Any suspicion of a pro-bank bias were dispelled when the discussion turned to tracker mortgages. Participants lucky enough to have these low-cost loans were urged to hold on to them because, once sacrificed, a tracker is lost forever. In an unusually frank admission for a banker, O’Sullivan warned: “If banks have the option to take a tracker from you, it will be exercised.”
DEALING WITH DEBT
It is inevitable that some of those attending the money skills for life talks were among the 18% of mortgage holders who are in arrears.
Such borrowers were urged to visit keepingyourhome.ie, a website run by Mabs and the Citizens Information Board that lays out the options for those homeowners in arrears, including their protections under the law.
O’Sullivan had a clear message for those debating which of their creditors to pay first: “Your priority is your house — not the car loan or the credit union loan.”
Those struggling to pay their mortgages should consider taking in a lodger, he said. Under Revenue’s rent-a-room scheme, homeowners can earn up to €10,000 a year tax-free by renting out a spare room.
Smartbox’s employees were urged to join the company’s pension scheme, with the company matching their contributions to a maximum 5% of salary.
“You cannot start a pension soon enough,” O’Sullivan said. “The sooner you start, the more tax you will save.” The challenge has just increased because those retiring from this year must wait until 66 to qualify for the state contributory pension. It will be at least 68 by the time Smartbox’s employees end their working lives.
To get a handle on how much to save for a comfortable retirement, participants were pointed in the direction of pensionsauthority.ie, which has an online calculator.

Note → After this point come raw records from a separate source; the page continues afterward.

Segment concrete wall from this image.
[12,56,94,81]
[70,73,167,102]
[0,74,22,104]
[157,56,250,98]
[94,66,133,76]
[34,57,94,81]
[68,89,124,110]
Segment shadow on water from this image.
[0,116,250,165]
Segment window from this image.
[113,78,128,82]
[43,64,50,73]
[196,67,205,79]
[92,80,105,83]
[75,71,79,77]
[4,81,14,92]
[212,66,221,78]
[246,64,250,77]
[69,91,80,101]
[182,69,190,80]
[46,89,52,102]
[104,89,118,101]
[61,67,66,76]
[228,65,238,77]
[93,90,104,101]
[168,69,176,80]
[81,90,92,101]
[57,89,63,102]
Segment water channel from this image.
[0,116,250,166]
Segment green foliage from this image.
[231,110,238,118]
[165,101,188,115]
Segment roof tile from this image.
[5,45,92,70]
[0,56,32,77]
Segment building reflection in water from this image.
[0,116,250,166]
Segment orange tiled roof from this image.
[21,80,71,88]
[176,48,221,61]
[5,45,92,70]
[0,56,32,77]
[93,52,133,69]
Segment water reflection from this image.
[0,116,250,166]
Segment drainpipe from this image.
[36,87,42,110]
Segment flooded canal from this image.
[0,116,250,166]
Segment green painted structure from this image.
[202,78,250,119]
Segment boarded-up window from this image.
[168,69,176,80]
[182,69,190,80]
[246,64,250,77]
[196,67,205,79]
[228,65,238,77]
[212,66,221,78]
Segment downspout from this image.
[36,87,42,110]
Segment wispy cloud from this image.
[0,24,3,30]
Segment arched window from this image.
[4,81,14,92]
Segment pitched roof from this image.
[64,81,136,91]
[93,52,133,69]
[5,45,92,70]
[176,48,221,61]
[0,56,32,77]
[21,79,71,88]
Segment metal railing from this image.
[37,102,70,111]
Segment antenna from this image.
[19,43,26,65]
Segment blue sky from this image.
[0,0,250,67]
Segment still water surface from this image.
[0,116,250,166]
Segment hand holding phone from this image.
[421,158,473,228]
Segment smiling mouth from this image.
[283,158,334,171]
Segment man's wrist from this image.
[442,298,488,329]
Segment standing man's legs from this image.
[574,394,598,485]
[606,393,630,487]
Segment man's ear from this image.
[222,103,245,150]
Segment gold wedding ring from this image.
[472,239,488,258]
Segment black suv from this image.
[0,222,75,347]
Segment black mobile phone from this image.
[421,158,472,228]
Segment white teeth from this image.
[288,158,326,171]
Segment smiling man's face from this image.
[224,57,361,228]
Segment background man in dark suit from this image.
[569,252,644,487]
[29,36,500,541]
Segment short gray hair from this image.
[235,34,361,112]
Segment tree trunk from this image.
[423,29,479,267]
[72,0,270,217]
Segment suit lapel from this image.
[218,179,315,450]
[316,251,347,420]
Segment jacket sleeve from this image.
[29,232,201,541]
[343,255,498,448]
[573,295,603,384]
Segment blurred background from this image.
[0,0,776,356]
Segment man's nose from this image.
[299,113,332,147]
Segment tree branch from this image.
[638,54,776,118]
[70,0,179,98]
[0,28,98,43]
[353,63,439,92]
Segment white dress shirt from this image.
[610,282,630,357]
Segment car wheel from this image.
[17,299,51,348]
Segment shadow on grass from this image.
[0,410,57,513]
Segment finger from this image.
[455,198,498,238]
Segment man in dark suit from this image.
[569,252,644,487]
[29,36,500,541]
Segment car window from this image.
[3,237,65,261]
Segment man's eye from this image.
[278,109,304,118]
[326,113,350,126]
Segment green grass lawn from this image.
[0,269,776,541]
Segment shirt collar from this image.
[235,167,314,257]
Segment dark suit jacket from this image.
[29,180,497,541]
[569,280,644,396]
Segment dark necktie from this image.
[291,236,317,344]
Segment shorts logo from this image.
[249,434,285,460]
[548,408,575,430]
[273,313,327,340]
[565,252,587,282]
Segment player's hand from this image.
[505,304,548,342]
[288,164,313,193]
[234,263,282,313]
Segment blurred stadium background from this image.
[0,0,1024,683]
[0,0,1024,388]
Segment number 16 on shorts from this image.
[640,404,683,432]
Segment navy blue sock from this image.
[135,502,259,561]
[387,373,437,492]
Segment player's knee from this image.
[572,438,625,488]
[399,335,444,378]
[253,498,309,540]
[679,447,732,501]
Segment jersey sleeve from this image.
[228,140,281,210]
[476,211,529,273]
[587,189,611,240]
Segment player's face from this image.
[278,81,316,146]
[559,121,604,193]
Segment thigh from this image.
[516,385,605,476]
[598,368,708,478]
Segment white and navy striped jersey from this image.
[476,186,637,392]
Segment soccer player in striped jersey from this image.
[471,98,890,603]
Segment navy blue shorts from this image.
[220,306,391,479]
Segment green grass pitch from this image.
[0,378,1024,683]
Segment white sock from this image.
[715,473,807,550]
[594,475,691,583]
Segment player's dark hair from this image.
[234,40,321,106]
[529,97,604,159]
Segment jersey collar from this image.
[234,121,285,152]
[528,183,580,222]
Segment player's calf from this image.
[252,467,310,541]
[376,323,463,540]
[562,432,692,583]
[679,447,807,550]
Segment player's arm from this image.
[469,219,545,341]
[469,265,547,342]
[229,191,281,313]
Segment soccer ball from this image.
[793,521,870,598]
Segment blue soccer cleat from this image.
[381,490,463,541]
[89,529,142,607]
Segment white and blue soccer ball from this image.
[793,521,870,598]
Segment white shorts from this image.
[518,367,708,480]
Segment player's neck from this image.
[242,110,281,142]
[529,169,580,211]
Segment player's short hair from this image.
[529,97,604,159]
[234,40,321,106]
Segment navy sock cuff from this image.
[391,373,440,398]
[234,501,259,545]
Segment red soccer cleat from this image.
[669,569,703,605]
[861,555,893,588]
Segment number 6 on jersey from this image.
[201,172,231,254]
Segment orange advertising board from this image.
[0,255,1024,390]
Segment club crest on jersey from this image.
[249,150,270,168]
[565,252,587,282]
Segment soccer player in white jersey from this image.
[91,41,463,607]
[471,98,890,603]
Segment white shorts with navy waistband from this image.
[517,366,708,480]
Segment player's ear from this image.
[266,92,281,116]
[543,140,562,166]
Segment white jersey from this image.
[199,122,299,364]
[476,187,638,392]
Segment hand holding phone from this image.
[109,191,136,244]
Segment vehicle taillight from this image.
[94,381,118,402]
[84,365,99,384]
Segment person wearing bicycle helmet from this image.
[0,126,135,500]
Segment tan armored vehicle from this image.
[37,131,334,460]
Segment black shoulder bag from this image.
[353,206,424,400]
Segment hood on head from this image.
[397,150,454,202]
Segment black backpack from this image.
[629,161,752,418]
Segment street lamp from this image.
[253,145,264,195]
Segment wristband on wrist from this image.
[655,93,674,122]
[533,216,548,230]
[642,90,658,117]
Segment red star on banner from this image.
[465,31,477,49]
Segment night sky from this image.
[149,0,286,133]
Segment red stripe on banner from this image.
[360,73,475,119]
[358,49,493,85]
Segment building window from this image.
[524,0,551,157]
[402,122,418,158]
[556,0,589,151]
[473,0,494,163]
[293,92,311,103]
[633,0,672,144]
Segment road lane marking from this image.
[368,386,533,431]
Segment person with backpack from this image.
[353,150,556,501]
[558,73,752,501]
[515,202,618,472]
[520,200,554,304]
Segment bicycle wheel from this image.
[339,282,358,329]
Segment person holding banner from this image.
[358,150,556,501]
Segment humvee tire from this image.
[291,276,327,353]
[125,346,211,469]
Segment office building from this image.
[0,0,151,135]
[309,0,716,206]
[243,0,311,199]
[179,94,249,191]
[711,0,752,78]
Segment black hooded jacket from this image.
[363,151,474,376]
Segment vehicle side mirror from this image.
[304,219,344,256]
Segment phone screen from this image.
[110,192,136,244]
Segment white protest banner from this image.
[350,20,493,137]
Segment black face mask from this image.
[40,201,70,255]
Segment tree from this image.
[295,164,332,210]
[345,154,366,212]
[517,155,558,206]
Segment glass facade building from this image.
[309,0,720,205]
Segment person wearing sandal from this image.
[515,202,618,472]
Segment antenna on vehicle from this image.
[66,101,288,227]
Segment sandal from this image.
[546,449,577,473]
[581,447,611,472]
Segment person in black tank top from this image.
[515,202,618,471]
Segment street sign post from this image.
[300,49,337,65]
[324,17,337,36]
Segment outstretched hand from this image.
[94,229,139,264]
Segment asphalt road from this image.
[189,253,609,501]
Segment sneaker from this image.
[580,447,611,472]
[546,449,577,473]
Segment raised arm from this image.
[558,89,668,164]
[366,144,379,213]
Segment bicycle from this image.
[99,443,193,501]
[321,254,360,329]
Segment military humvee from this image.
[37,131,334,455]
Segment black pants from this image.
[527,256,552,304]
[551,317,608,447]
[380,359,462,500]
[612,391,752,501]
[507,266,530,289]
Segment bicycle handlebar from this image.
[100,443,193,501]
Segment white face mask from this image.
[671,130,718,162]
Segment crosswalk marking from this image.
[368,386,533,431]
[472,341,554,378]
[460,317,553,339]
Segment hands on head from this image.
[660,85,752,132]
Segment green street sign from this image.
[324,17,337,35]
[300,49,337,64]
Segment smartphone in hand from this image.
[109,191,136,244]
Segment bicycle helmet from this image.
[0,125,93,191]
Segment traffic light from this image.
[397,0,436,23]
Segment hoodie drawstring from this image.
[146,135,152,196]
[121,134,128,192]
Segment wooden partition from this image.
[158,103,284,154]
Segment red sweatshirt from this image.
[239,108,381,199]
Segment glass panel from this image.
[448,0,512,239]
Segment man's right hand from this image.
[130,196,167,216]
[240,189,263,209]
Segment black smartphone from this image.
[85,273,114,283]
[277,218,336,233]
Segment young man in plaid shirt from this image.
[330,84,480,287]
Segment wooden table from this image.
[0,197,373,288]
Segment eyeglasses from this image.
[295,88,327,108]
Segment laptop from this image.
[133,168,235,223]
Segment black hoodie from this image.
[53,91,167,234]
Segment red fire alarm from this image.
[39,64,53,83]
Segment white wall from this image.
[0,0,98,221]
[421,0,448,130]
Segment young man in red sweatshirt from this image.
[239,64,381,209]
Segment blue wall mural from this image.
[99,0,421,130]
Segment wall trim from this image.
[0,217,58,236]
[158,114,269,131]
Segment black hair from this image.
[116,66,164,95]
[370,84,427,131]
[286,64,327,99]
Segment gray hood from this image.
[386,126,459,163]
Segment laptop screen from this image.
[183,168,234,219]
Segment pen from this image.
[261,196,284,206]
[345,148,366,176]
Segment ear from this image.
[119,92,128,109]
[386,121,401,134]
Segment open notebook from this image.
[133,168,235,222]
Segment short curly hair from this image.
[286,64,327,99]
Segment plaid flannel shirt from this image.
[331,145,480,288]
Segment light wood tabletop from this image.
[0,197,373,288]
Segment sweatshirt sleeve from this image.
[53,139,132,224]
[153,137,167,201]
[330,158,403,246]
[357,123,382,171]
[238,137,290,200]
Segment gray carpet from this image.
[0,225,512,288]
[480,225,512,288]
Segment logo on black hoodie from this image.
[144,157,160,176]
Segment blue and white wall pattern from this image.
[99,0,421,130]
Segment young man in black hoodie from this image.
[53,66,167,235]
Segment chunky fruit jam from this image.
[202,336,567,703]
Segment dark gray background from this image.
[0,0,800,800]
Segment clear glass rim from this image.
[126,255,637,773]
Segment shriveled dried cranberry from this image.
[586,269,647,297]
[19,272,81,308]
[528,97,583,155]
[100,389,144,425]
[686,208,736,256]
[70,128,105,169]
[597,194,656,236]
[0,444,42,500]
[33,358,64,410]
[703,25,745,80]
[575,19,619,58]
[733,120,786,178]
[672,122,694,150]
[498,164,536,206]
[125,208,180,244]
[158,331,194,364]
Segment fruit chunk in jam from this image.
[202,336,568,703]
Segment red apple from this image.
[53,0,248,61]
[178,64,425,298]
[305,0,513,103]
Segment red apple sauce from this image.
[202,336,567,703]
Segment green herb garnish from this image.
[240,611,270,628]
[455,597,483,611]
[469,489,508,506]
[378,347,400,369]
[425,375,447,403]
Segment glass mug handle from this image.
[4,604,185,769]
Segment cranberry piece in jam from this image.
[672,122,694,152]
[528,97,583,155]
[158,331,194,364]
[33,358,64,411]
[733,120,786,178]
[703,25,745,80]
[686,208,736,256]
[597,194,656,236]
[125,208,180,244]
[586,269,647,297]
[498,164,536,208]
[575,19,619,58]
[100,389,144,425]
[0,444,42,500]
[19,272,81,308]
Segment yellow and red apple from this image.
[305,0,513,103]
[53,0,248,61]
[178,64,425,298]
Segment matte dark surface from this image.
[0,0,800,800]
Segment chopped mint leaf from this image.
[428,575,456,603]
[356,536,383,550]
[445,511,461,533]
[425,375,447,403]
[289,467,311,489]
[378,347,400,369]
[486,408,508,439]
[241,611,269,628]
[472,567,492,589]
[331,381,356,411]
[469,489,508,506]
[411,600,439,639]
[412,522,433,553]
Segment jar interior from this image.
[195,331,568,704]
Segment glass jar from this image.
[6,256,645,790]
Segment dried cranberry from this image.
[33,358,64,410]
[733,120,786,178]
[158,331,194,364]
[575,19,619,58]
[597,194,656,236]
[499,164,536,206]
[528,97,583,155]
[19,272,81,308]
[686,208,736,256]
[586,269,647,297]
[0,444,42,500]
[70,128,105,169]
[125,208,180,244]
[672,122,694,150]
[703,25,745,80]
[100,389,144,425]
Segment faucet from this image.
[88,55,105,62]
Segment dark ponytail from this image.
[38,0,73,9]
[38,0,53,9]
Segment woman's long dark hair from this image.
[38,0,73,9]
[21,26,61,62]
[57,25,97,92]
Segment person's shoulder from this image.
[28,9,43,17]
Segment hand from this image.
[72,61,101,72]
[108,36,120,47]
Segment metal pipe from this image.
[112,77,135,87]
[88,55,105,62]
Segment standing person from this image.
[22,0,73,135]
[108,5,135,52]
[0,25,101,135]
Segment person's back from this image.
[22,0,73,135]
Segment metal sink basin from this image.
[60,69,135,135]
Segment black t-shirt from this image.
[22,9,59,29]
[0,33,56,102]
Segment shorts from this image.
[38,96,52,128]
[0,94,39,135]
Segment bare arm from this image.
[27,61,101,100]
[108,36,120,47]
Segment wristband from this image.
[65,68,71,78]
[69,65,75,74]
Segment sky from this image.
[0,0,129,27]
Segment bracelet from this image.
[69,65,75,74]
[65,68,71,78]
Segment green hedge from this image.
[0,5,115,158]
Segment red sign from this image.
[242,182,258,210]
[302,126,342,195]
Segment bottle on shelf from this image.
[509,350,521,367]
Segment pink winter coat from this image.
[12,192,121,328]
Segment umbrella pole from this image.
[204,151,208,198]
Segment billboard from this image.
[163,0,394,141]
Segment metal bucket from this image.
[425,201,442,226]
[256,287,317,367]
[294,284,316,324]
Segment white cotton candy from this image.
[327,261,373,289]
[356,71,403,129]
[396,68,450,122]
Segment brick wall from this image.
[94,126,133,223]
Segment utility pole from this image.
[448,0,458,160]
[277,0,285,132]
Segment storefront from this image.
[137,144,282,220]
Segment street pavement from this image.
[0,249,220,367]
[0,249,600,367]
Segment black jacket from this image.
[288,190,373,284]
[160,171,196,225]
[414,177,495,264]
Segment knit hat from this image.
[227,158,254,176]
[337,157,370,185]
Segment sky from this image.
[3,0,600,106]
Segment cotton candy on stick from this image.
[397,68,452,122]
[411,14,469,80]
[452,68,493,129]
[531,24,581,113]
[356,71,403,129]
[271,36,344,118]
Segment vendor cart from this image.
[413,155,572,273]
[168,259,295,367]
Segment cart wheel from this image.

Some things you just can’t put a price on
How much could you expect to save from the budgeting tips given at a money skills for life talk?
The NCA’s survey said participants who claimed to save more than €1,000 had switched childminders and reduced interest bills by changing how they pay their debts. Those who reported savings of €500-€1,000 changed health insurance providers and paid off credit card debts.
Some of these changes involve a lot more than financial considerations. Nobody would choose a childminder on the basis of cost alone. Even if the same standard of care could be found elsewhere for less money, it could be too disruptive to move children from an arrangement with which they are happy.
Trading down to a cheaper policy will save money on health insurance. It could be a false economy, though, depending on the cover that must be sacrificed as part of the downgrade.
Restructuring loans and changing mortgage protection insurance will save money but it could take many years to reap all of the benefits.
Money skills for life covers a lot of ground in just an hour but relevance can be a casualty in whistlestop tours. Participants would gain more if the material was tailored to their needs, especially when they form a homogeneous group. Smartbox employees are in their twenties and thirties, probably more interested in mortgages than in planning for retirement.
This shortcoming is addressed to some extent by a comprehensive NCA handbook distributed to participants, allowing them to delve deeper into the topics of most relevance to them.
The talk scored well for impartiality, with participants getting the type of unbiased advice they might not receive from their local bank branch.